Так он и ушел ни с чем, думая про себя: «Я сделал все, что мог, пусть-ка другой попробует сделать больше». И он прямиком отправился в таверну «Веселый Джордж» и загулял там вовсю, но прошел день, другой, и снова дали о себе знать почечные колики. И тогда он опять пошел к священнику.
— Ты раскаялся? — спросил его священник.
— Да, сэр! Как есть во всем раскаялся. Ей-богу, сэр, во всем дочиста.
Священник смерил его взглядом.
— Нет, — сказал он, — это не так. Я в это не верю. Твое раскаяние не чистосердечно. Меня ты не проведешь. Сейчас ты еще хуже, чем был, да ты попросту пьян, еле на ногах держишься. И как только тебе не стыдно! Ступай отсюда, ступай. — И он выставил Бодами за порог. Но не успел тот отойти на несколько шагов, как священник окликнул его.
— Постой… Приходи-ка опять через неделю.
Тот оглянулся и спросил:
— Через неделю, говорите?
— Да, через неделю, — ответил священник.
— И вы будете ждать целую неделю, ваше преподобие?
— Да, — ответил священник, — да, я буду ждать.
— Ладно, — сказал Томас Бодами, — можете на меня положиться. Я не подведу.

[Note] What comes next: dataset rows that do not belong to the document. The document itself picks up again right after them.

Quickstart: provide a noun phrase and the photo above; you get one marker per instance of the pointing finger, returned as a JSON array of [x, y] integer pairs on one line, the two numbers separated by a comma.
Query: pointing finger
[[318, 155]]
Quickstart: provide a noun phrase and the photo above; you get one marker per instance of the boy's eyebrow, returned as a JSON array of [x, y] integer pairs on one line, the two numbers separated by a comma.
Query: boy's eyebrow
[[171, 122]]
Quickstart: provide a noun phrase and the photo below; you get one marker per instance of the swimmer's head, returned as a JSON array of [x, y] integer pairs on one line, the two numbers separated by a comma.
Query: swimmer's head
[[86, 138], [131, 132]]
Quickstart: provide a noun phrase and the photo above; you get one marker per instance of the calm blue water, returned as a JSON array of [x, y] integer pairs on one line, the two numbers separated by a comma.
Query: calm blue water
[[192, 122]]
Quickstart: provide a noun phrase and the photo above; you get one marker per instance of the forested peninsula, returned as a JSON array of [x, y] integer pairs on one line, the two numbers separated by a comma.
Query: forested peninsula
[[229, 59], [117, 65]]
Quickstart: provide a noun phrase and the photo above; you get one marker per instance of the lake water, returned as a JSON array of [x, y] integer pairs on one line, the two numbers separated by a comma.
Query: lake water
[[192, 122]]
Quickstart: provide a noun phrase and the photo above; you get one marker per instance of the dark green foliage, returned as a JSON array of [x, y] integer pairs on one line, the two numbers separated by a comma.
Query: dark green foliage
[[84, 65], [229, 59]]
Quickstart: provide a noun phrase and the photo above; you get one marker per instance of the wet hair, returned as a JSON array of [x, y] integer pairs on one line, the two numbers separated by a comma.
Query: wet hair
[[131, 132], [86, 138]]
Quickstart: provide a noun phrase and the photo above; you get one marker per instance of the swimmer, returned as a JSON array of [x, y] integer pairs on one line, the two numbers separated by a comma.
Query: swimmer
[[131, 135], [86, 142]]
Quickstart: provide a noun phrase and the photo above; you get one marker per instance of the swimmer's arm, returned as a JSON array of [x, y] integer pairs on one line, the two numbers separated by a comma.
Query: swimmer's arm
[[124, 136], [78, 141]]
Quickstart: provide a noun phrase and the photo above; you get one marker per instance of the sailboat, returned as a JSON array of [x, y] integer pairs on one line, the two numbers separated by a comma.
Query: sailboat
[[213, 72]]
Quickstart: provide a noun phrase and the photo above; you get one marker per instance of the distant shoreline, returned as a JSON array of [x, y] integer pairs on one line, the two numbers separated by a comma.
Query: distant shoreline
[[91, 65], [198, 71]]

И это были не пустые слова. Вовсе не пустые. Ему не терпелось, чтобы настал долгожданный день. Но по мере того как шло время, первоначальный пыл его угасал и решимость ослабевала, и когда из семи дней прошло четыре, он пришел к мысли, что дело это не такой уж большой важности и что, пожалуй, можно обойтись и без священника. Вы, верно, скажете, что Томас Бодами стремился исправиться или встать на другой путь, только когда ему туго приходилось, но в конце концов это и есть подходящий момент для раскаяния. Вели ему священник прийти в любой день при одном условии, чтобы он был трезв, Томас Бодами, наверное, думал бы о спасении своей души не больше, чем он думал о своих грехах, он попросту забыл бы об этом; но условленная встреча — вещь не шуточная, и чем она ближе, тем неотвратимее.